Quantitative RT-PCR analysis

The RNA samples used in the qRT-PCR and transcriptome sequencing were identical. The primer pairs (Supplementary Table S9) for the representative candidate genes were designed using the Primer 3.0 software with the optimal Tm at 58–62 °C, primer length of 19–21 nucleotides, PCR product size of 120–200 bp and GC content of 45–55%.

Quantitative RT-PCR was run in a 7300 Real Time PCR System (Applied Biosystems, CA, USA) with the SYBR Green detection method to verify the transcriptome sequencing results. The cDNA was amplified in a total volume of 20 μL, including 0.4 μL of ROX reference dye, 2 μL of cDNA, 0.4 μL of primers and 10 μL of SYBR Premix ExTaqTM. The PCR program was 95 °C for 10 s and 40 cycles of 95 °C for 5 s, 58 °C for 30 s and 72 °C for 30 s. Three technical replicates for each of the three biological replicates were performed. The transcript profiles were normalized using the reference gene of elongation factor 1-alpha, and the relative expression levels of candidate genes were calculated with the 2−ΔΔCt method59.

Anatomical measurements

Approximately 1 cm stem segments were taken from thirty non-inoculated trees of resistant and susceptible phenotypes for anatomical observation. These stem segments were stored in 70% ethanol. Sections of each sample were obtained and stained with 1% safranine following standard protocols60. After dehydrating via an ethanol series, the sections were mounted. Samples were photographed using a Leica DM 4000B light microscope with a Leica DFC450 digital camera and analyzed with Leica Application Suite (version4.5).
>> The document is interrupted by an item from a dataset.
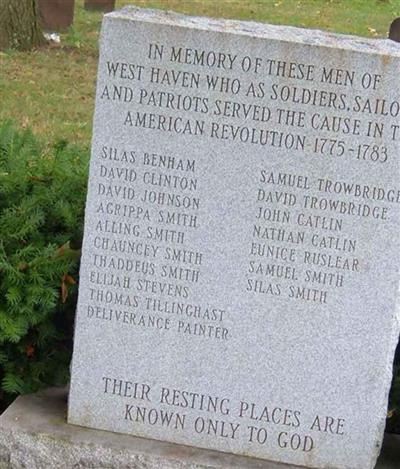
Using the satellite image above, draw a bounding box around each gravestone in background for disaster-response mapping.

The parameters of the mean size of the axial canals (AC size), the area of the axial canals per mm2 (AC area) and the number of radial canals per mm2 (AC freq) in the cross section were calculated for each sample. The mean values of the resistant phenotype and susceptible phenotype were compared by t-test (α = 0.05).

H2O2 and O2 quantification

H2O2 was extracted from needles and measured according to Doulis’method61. O2 was extracted and measured according to Liu’s hydroxylamine method62. At each time point, the significant difference in the O2 content between the four treatments (two phenotypes inoculating PWN and water, respectively) was determinedbyLSD test (α = 0.05).